2 Department of Biology, Concordia University, Montreal, Canada.
3 Department of Computer Science and Software Engineering, Concordia University, Montreal, Canada.
4 Shmunis School of Biomedical and Cancer Research, Tel Aviv University, Tel Aviv, Israel.
5 Department of Chemical and Systems Biology, Stanford University, Stanford, United States.
6 Department of Biochemistry, Western University, London, Canada.

Candida albicans, an opportunistic human pathogen, poses a significant threat to human health and is associated with significant socio-economic burden.

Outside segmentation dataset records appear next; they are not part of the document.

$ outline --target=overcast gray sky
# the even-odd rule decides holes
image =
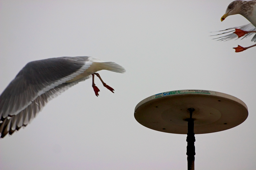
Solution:
[[[89,56],[127,72],[99,72],[49,102],[31,123],[0,140],[3,170],[186,169],[187,136],[138,122],[143,99],[197,89],[235,96],[247,105],[243,123],[196,135],[197,170],[256,166],[256,48],[252,37],[219,42],[210,32],[249,23],[220,18],[231,2],[214,1],[0,0],[0,93],[28,62]]]

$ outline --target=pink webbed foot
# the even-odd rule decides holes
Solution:
[[[238,45],[238,46],[237,47],[234,47],[233,48],[235,50],[236,50],[236,51],[235,52],[236,53],[238,53],[239,52],[242,52],[243,51],[244,51],[246,49],[246,48],[244,48],[244,47],[243,47],[241,46],[240,46],[239,45]]]
[[[236,28],[235,29],[236,30],[236,31],[233,33],[237,35],[237,36],[238,36],[238,38],[242,37],[249,33],[248,31],[244,31],[238,28]]]
[[[95,85],[92,85],[92,88],[93,88],[93,90],[95,93],[95,95],[96,95],[96,96],[98,97],[99,95],[98,92],[100,92],[100,89],[99,89],[98,87]]]
[[[100,74],[99,73],[94,73],[93,74],[92,74],[92,88],[93,88],[93,90],[94,90],[94,92],[95,92],[95,94],[96,96],[98,97],[99,96],[99,94],[98,93],[98,92],[100,92],[100,89],[99,89],[99,88],[95,85],[95,84],[94,83],[94,75],[96,75],[97,77],[99,78],[100,79],[100,81],[102,83],[102,84],[103,84],[103,85],[104,87],[105,87],[107,89],[108,89],[110,91],[111,91],[112,92],[114,92],[114,89],[109,86],[109,85],[107,85],[103,81],[101,78],[100,77]]]

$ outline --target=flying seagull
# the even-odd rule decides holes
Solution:
[[[245,1],[235,1],[231,2],[228,7],[226,12],[221,18],[220,20],[222,21],[229,15],[240,14],[247,19],[251,23],[240,26],[230,28],[225,30],[220,31],[223,31],[235,29],[235,31],[232,33],[214,39],[217,39],[220,41],[227,41],[232,39],[239,38],[244,36],[242,39],[247,37],[255,34],[256,33],[256,0]],[[233,30],[218,35],[222,35],[233,31]],[[256,34],[252,39],[252,41],[256,42]],[[236,52],[241,52],[249,48],[256,46],[256,44],[247,47],[243,47],[238,45],[237,47],[233,48]]]
[[[91,75],[97,96],[100,90],[94,83],[94,75],[114,92],[95,72],[102,70],[125,72],[115,63],[88,56],[53,58],[27,64],[0,96],[1,138],[26,126],[48,101]]]

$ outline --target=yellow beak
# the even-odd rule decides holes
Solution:
[[[220,20],[221,21],[221,22],[223,21],[223,20],[224,20],[225,18],[226,18],[227,17],[228,17],[228,13],[226,13],[224,14],[220,18]]]

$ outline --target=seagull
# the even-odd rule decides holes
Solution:
[[[236,38],[239,38],[244,36],[242,39],[248,37],[256,33],[256,0],[246,1],[235,1],[231,2],[228,6],[226,10],[226,13],[220,18],[222,22],[227,17],[233,15],[240,14],[247,19],[250,23],[240,26],[229,28],[224,30],[220,31],[223,31],[235,29],[235,31],[231,33],[214,39],[218,40],[227,41]],[[233,30],[223,33],[214,35],[226,34],[233,31]],[[237,35],[237,36],[236,36]],[[252,39],[252,41],[256,42],[256,34]],[[251,47],[256,46],[256,44],[247,47],[243,47],[239,45],[237,47],[233,48],[236,52],[241,52]]]
[[[91,75],[96,96],[100,90],[94,84],[95,75],[114,93],[114,89],[96,72],[102,70],[125,72],[114,62],[89,56],[53,58],[28,63],[0,96],[0,137],[26,126],[49,101]]]

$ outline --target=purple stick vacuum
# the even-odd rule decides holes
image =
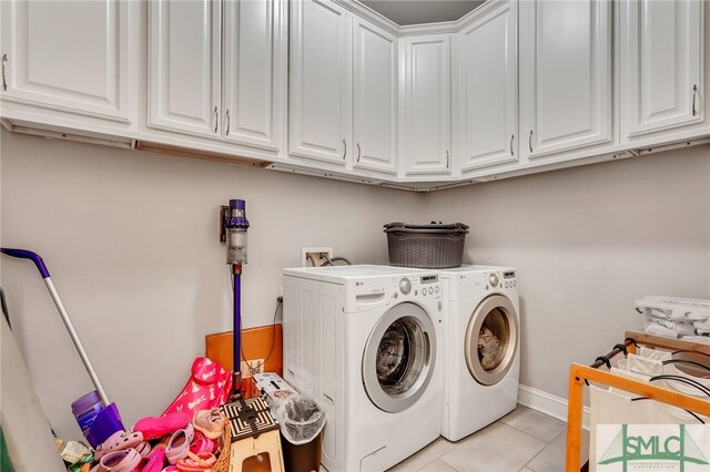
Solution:
[[[49,270],[44,265],[44,260],[40,257],[39,254],[32,253],[31,250],[26,249],[11,249],[11,248],[0,248],[0,253],[16,257],[19,259],[29,259],[34,263],[37,269],[40,271],[40,275],[44,279],[44,284],[49,289],[50,295],[52,296],[52,300],[54,300],[54,305],[59,310],[59,315],[62,317],[62,321],[64,321],[64,326],[67,327],[67,331],[69,331],[69,336],[71,340],[74,342],[74,347],[79,352],[79,357],[81,358],[84,367],[87,368],[87,372],[89,372],[89,377],[93,382],[97,391],[88,393],[77,400],[72,404],[72,411],[77,415],[77,421],[79,422],[80,428],[82,429],[84,437],[89,441],[89,443],[97,448],[103,441],[105,441],[111,434],[115,431],[125,429],[123,427],[121,415],[119,410],[114,403],[111,403],[109,397],[106,396],[99,377],[97,376],[97,371],[94,370],[91,361],[89,360],[89,356],[87,355],[87,350],[84,349],[81,340],[79,339],[79,335],[74,329],[74,325],[71,322],[69,318],[69,314],[64,308],[64,304],[62,302],[57,289],[54,288],[54,284],[52,284],[52,279],[49,276]],[[95,401],[95,396],[98,394],[101,400],[101,406],[92,407],[92,403]]]
[[[39,254],[32,253],[31,250],[26,249],[10,249],[10,248],[0,248],[0,253],[10,256],[17,257],[19,259],[30,259],[37,266],[37,269],[40,271],[40,275],[44,279],[44,284],[52,296],[52,300],[54,300],[54,305],[57,305],[57,309],[59,310],[59,315],[62,317],[62,321],[64,321],[64,326],[67,327],[67,331],[69,331],[69,336],[71,340],[74,342],[77,347],[77,351],[79,352],[79,357],[81,357],[84,367],[87,368],[87,372],[89,372],[89,377],[91,377],[91,381],[93,386],[97,388],[97,392],[99,393],[99,398],[101,398],[101,402],[104,407],[108,407],[111,401],[109,401],[109,397],[106,396],[105,390],[103,390],[103,386],[97,376],[97,371],[93,369],[91,361],[89,360],[89,356],[87,356],[87,351],[79,339],[79,335],[74,329],[74,325],[71,322],[69,315],[67,314],[67,309],[64,308],[64,304],[62,304],[61,298],[59,298],[59,294],[54,288],[54,284],[52,284],[52,278],[49,276],[49,270],[44,265],[44,260],[40,257]]]
[[[242,362],[241,362],[241,335],[242,335],[242,265],[246,264],[246,202],[243,199],[230,201],[230,215],[224,220],[226,229],[226,263],[232,266],[234,277],[234,343],[232,368],[232,400],[242,396]]]

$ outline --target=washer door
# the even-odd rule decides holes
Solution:
[[[519,332],[508,298],[491,295],[476,307],[466,328],[464,356],[478,383],[493,386],[506,377],[518,350]]]
[[[365,392],[381,410],[413,406],[426,390],[436,363],[434,325],[418,305],[388,309],[373,328],[363,353]]]

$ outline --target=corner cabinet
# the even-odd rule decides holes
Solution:
[[[610,2],[530,0],[519,14],[523,157],[610,144]]]
[[[452,166],[452,37],[400,40],[405,175],[448,174]]]
[[[458,33],[463,174],[518,162],[517,2],[497,3]]]
[[[151,1],[148,126],[278,151],[281,8],[278,0]]]
[[[623,141],[703,122],[707,7],[697,0],[621,2]]]
[[[3,102],[135,123],[136,2],[1,3]]]

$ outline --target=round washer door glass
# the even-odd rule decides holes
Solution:
[[[436,361],[434,324],[418,305],[388,309],[373,328],[363,353],[363,383],[375,406],[403,411],[425,392]]]
[[[485,386],[501,381],[518,349],[518,317],[510,300],[500,295],[485,298],[466,328],[464,355],[471,376]]]

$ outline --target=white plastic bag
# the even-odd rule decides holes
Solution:
[[[300,393],[276,399],[271,412],[281,424],[281,433],[294,445],[313,441],[325,425],[325,413],[318,403]]]

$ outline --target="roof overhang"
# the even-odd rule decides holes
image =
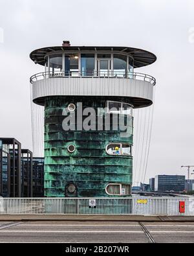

Current antifungal treatments fail, at least in part, because C. albicans can initiate a strong drug tolerance response that allows some cells to grow at drug concentrations above their minimal inhibitory concentration. To better characterize this cytoprotective tolerance program at the molecular single cell level, we used a nano-liter droplet-based transcriptomics platform to profile thousands of individual fungal cells and establish their subpopulation characteristics in the absence and presence of antifungal drugs. Profiles of untreated cells exhibit heterogeneous expression that correlates with cell cycle stage with distinct metabolic and stress responses. At two days post-fluconazole exposure (a time when tolerance is measurable), surviving cells bifurcate into two major subpopulations: one characterized by the upregulation of genes encoding ribosomal proteins, rRNA processing machinery and mitochondrial cellular respiration capacity, termed the Ribo-dominant (Rd) state; and the other enriched for genes encoding stress responses and related processes, termed the Stress-dominant (Sd) state. This bifurcation persists at 3 and 6 days post treatment. We provide evidence that the Ribosome Assembly Stress Response (RASTR) is activated in these subpopulations and may facilitate cell survival.